Pero la obsesión por los detalles y la sincera admiración con la que Darwin se volcaba a estudiar la naturaleza lo convierte en el padrino de este tipo de emprendimientos.
En San Cristóbal, la isla más oriental del archipiélago de Galápagos, el científico emprendió lo que hoy calificaríamos de microaventura («Una noche dormí en la orilla de una parte de la isla») y vio compensadas todas sus penurias por las impresiones que obtuvo: «El día era ardientemente caluroso y arrastrarse sobre la superficie dura y los matorrales, muy fatigoso, pero me vi ampliamente recompensado por este extraño escenario ciclópeo».

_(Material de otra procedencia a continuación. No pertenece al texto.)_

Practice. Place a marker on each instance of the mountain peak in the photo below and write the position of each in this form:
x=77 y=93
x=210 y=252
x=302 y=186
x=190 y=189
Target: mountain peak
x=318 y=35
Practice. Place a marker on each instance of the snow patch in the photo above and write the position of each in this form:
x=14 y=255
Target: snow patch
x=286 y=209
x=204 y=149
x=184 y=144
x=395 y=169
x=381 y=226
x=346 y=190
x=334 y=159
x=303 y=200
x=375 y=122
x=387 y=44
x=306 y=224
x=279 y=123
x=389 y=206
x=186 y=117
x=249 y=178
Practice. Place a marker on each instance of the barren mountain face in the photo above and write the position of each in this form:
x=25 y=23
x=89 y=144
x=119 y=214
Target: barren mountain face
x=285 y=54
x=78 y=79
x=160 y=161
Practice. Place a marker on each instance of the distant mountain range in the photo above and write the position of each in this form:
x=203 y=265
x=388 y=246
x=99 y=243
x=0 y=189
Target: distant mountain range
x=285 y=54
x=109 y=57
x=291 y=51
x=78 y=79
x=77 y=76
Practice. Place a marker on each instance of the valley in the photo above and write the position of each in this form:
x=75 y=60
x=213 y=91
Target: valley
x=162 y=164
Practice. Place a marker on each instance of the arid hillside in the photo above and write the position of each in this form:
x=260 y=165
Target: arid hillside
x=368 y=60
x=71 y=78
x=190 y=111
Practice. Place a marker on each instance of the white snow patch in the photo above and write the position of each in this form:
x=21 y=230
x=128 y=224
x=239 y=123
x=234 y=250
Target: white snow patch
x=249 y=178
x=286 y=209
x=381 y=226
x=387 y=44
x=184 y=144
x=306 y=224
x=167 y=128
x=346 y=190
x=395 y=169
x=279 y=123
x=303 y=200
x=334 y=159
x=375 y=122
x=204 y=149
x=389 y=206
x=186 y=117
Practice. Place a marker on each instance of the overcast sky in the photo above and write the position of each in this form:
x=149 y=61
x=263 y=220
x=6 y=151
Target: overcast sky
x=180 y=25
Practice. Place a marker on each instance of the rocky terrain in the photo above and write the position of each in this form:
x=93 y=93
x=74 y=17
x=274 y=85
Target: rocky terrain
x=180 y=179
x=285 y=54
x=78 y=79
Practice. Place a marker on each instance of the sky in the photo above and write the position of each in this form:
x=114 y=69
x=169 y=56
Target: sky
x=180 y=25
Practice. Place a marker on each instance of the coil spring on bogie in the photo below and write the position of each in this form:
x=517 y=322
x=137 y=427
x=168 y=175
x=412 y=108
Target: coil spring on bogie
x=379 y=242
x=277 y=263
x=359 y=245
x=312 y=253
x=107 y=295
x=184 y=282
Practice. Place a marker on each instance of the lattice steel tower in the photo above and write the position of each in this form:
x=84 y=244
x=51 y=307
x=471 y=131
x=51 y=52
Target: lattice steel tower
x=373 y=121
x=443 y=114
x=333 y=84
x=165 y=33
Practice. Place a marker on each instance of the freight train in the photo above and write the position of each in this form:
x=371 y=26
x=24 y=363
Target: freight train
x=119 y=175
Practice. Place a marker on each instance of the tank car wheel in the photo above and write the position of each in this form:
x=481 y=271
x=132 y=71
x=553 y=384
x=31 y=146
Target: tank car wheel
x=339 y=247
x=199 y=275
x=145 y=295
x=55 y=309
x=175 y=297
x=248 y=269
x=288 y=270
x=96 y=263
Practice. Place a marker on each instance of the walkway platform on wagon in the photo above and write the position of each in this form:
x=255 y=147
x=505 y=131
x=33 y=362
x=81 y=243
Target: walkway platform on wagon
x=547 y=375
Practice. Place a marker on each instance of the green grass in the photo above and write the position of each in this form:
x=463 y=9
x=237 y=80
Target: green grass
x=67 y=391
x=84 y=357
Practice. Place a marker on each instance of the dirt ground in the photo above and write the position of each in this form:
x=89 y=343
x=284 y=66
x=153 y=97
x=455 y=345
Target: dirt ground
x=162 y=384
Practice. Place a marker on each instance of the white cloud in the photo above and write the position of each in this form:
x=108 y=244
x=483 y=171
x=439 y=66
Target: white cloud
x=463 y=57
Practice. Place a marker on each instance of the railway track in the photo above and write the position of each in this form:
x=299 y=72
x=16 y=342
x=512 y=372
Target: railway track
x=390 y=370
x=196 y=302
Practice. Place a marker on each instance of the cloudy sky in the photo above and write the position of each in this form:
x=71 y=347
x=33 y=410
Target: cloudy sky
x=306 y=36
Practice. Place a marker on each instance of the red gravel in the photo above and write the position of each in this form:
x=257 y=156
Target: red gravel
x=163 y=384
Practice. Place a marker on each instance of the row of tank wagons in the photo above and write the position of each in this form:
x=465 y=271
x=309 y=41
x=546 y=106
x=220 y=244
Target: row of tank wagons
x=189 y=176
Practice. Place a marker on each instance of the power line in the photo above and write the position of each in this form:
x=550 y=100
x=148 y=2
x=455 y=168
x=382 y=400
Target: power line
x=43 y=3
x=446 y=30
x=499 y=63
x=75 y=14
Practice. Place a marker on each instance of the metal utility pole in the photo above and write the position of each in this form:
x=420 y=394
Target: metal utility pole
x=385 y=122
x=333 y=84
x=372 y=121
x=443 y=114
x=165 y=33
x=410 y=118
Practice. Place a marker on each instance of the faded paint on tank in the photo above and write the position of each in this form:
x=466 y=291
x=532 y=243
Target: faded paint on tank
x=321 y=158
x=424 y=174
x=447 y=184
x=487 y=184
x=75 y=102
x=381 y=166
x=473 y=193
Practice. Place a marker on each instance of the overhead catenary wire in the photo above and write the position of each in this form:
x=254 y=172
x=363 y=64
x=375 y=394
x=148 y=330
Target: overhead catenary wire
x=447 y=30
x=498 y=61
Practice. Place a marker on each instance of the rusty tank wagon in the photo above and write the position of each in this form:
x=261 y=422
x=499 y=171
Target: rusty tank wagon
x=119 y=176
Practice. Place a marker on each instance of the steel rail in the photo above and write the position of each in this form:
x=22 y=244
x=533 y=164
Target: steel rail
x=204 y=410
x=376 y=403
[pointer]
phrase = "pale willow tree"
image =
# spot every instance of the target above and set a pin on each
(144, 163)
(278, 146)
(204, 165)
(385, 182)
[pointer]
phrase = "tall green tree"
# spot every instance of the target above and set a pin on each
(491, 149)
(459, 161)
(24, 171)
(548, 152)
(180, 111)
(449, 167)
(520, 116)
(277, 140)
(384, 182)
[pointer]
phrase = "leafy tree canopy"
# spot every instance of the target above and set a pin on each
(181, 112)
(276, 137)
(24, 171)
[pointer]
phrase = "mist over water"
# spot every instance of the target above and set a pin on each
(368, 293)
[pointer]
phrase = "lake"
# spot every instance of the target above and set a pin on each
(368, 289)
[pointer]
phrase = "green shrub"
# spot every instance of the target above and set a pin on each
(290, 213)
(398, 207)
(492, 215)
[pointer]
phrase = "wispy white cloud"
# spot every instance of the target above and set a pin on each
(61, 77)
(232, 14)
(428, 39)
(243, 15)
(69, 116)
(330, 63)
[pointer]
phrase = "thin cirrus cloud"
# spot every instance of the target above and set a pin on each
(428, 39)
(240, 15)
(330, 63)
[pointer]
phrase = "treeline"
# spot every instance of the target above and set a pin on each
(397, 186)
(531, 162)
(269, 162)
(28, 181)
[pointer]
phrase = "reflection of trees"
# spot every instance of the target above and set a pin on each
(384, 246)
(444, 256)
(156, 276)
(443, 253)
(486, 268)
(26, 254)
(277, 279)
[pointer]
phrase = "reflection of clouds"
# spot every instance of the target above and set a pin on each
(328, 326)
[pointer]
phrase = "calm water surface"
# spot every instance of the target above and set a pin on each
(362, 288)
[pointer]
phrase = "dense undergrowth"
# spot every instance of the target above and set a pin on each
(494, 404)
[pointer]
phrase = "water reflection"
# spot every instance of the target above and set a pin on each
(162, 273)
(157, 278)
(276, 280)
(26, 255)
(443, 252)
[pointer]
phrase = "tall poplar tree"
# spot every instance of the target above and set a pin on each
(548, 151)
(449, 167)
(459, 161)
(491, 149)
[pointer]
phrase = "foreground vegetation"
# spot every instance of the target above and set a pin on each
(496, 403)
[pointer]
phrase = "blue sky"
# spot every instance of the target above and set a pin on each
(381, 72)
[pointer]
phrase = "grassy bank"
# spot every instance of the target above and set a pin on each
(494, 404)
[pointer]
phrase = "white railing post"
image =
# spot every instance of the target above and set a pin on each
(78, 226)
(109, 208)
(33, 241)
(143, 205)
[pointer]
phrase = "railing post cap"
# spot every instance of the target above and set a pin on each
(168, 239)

El genial investigador de la naturaleza -que inicialmente estudió teología- asimismo se extasió con la «magnificencia de Brasil», la «total elegancia» de Mauricio y el exotismo de Tahití.
Esto demuestra cómo un viaje a latitudes lejanas puede inspirar a cambiar, a crecer, a indagar en la propia voz interior y a llegar a encontrarse con uno mismo. Incluso a través de un desvío por Sudamérica o el Pacífico meridional. Un importante atractivo de viaje en estos días.
Bruce Chatwin: viajar sin prejuicios
Frecuentemente es apenas un detalle el que alcanza para despertar la nostalgia. «En el comedor de la casa de mi abuela había una vitrina, con un trozo de piel en su interior», comienza su clásico de la literatura de viajes «En la Patagonia».
La imagen de ese trozo pequeño, pero grueso y correoso, con mechones de pelo áspero y rojizo, sujeto a una tarjeta mediante un alfiler herrumbroso y que procedía del perezoso gigante Mylodon, quedó grabado en la mente del británico Bruce Chatwin (1940-1989).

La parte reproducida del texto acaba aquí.